21. Bölüm

2.3K 111 6
                                    

DENİZ

Hava aymadan Azra'nın odasından çıkmak için hareketlendiğimde Azra her zamanki gibi uyanmıştı. "Günaydın Boncuk." dedi gülümseyerek.

"Bana günaydın, sana iyi uykular Canım." dedim yanağını öptükten sonra. Yataktan kalkmak için üstünden geçtiğim sırada belimden tuttu. "Ya kaçmasana hemen." dedi önüme düşen saçlarımı düzeltirken.

"Azracım gitmem gerekiyor ama." dedim. Bende elimi Azra'nın yüzünde dolaştırmaya başlamıştım.

"Hepsi benim yüzümden eğer erkenden uyumasaydım daha çok vaktimiz olacaktı. Gece daha çok vaktimiz olsun diye uyumuştum üstelik." dedi.

"Bak bu çok mantıklıymış işte, bende sensiz gündüzler nasıl geçecek diye merak ediyordum." dedim gülerek.

"Çok güzel güldüğünü söylemiş miydim daha önce?" diye sordu.

"Peki ben sana bana çok güzel baktığını söylemiş miydim?" diye cevap verdim.

Beni yavaşça kendine çekerek "Az önce söyledin Boncuk." deyip dudaklarımızı birleştirdi. Ellerim doğrudan kızıllara giderken Azra elini yüzümden enseme doğru kayıp öpüşünü derinleştirmeye başladı. Dudaklarımda hissettiğim ıslaklıkla izin verir gibi ağzımı araladığımda hiç vakit kaybetmeden her bir noktayı keşfetmeye başladı. Sonunda birbirimizi bulduğumuzda yaşadığım yoğunluktan kendimi kaybetmek üzereydim.

Azra'nın eli ensemden ne ara belime inmişti bilmiyorum ama belimden de aşağılara inmeye başlamıştı. Tek eliyle yataktan destek alıp daha dik bir şekilde oturmasıyla bacaklarımı beline sarmıştım. Bu hareketimle Azra ellerini kalçama götürüp okşamaya başlamıştı.

Sonra birden elleri yavaşladı, dudağıma son bir öpücük bırakıp geri çekildi. "Şimdi günüm aydı işte." dedi büyük bir mutlulukla. Ona gülümserken bir yandan da neden durduğunu anlamaya çalışıyordum ama bulunduğum pozisyon aklıma gelince hızlıca kucağından kalkıp ayakkabılarımı giymeye başladım.
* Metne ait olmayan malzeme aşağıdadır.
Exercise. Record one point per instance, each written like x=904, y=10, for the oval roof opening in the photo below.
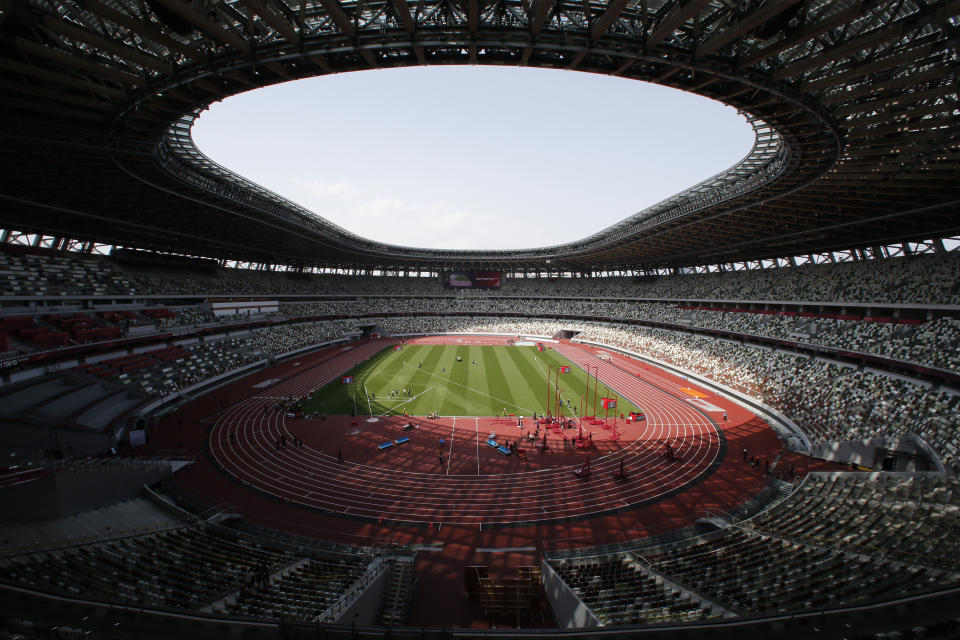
x=473, y=157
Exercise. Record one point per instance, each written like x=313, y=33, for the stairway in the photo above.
x=399, y=592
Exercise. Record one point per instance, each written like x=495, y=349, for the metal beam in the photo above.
x=612, y=12
x=194, y=16
x=343, y=23
x=538, y=15
x=680, y=13
x=804, y=34
x=277, y=23
x=143, y=28
x=744, y=25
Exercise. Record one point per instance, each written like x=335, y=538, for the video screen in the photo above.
x=460, y=279
x=486, y=279
x=472, y=279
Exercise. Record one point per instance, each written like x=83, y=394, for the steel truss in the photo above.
x=854, y=105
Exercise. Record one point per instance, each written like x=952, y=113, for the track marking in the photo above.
x=405, y=402
x=477, y=427
x=450, y=452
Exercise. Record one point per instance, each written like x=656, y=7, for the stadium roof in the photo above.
x=854, y=103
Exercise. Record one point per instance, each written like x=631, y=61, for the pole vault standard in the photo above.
x=556, y=385
x=596, y=382
x=548, y=388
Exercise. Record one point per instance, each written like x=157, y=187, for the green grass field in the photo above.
x=505, y=377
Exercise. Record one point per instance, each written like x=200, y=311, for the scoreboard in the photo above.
x=471, y=279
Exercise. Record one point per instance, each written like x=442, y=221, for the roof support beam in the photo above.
x=346, y=27
x=402, y=9
x=192, y=15
x=277, y=23
x=614, y=8
x=127, y=53
x=679, y=14
x=743, y=26
x=804, y=34
x=144, y=28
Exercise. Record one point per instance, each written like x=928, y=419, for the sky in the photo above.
x=473, y=157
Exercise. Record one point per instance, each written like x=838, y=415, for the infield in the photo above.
x=464, y=380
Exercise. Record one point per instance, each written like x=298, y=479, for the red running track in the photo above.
x=462, y=482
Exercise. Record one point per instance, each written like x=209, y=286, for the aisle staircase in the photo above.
x=400, y=591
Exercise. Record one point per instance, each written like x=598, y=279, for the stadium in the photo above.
x=732, y=414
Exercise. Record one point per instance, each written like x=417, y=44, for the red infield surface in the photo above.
x=464, y=502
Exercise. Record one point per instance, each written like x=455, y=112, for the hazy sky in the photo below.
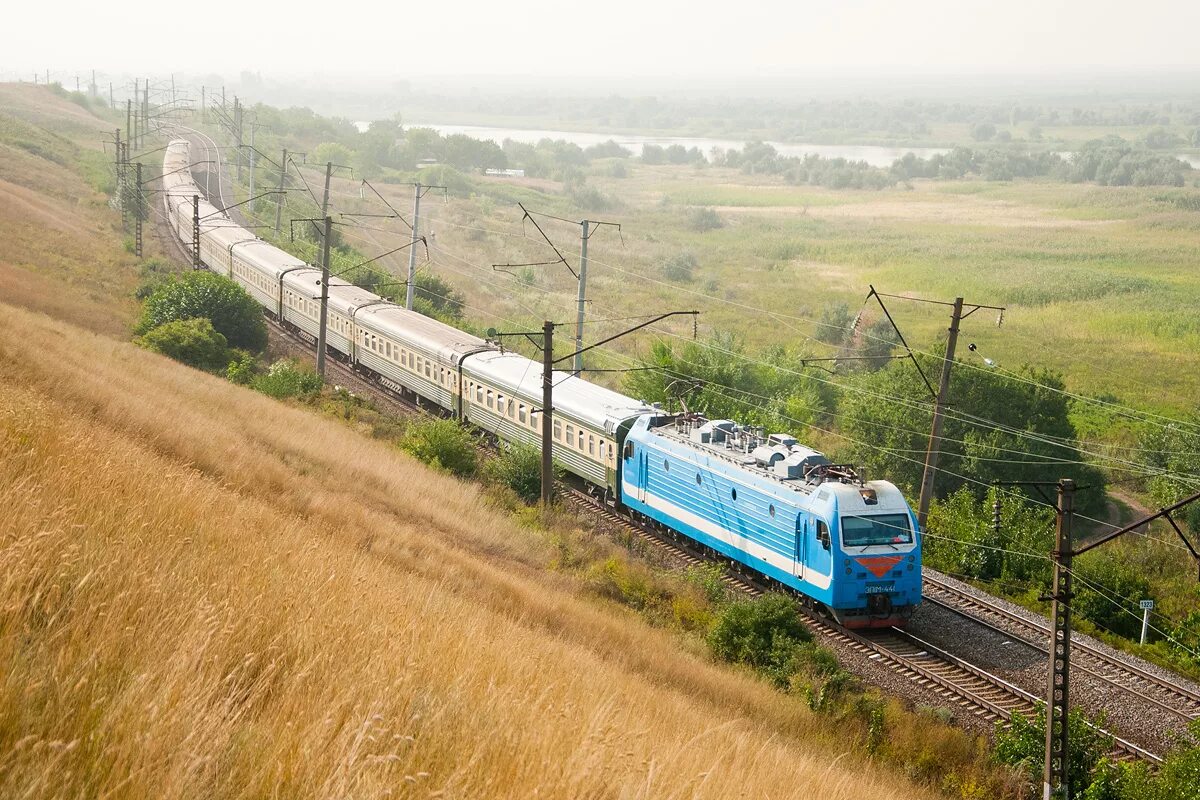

Yataktan gelen sesle Azra'nın geri yattığını anlayıp ayağa kalktım. Gözüm masanın üstündeki ağrı kesicilere takılınca elime aldım. "Hani ağrın yoktu?" dedim Azra'ya dönerek.

"Beni yakaladın Boncuk, aferin." deyip gülerek yanıma geldi. "İlk gün hep ağrılı geçer." dedi kendini açıklamak istercesine.

Büyük bir suçlulukla "Hem dün geceki ağrın hemde şimdi bunu görünce ne biliyim benden bir şey sakladığını sandım. Ben çok özür dilerim." dedim.

"Benim için endişelendiğinden dolayı mı özür diledin az önce?" diye sordu inanamaz bir şekilde.

"Senin dediğine inanmadığım, bütün gece aklıma milyon tane şey gelmesi yüzünden diledim aslında." dedim. Yanağına küçük bir öpücük kondurup "Azra benim gerçekten gitmem gerekiyor artık." deyip kapıya doğru gitmeye başladım.

Azra da peşimden geliyordu. Önüme geçip etrafı kontrol etti. Çok ciddi bir ses tonuyla "Temiz." dedi. Sonra kendini tutamayıp gülmeye başladı. Sonra tekrar ciddileşip elimi tuttu. "Sakın bir daha tek başına bir yere gitmeye kalkma Boncuk." dedi.

"Gitmemeye çalışırım ama tuvaletim hala bozuk olduğu için nasıl olacak bilmiyorum." deyince Azra kafasına vurup söylenmeye başladı.

"Azra ne oluyor?" diye sordum.

"Sanırım dolaylı yoldan senin yaralanmana ben sebep oldum." deyip bakışlarını benden çekerek yere sabitledi.

Başını yukarı kaldırmasını sağlayarak "Nasıl yani?" diye sordum merakla.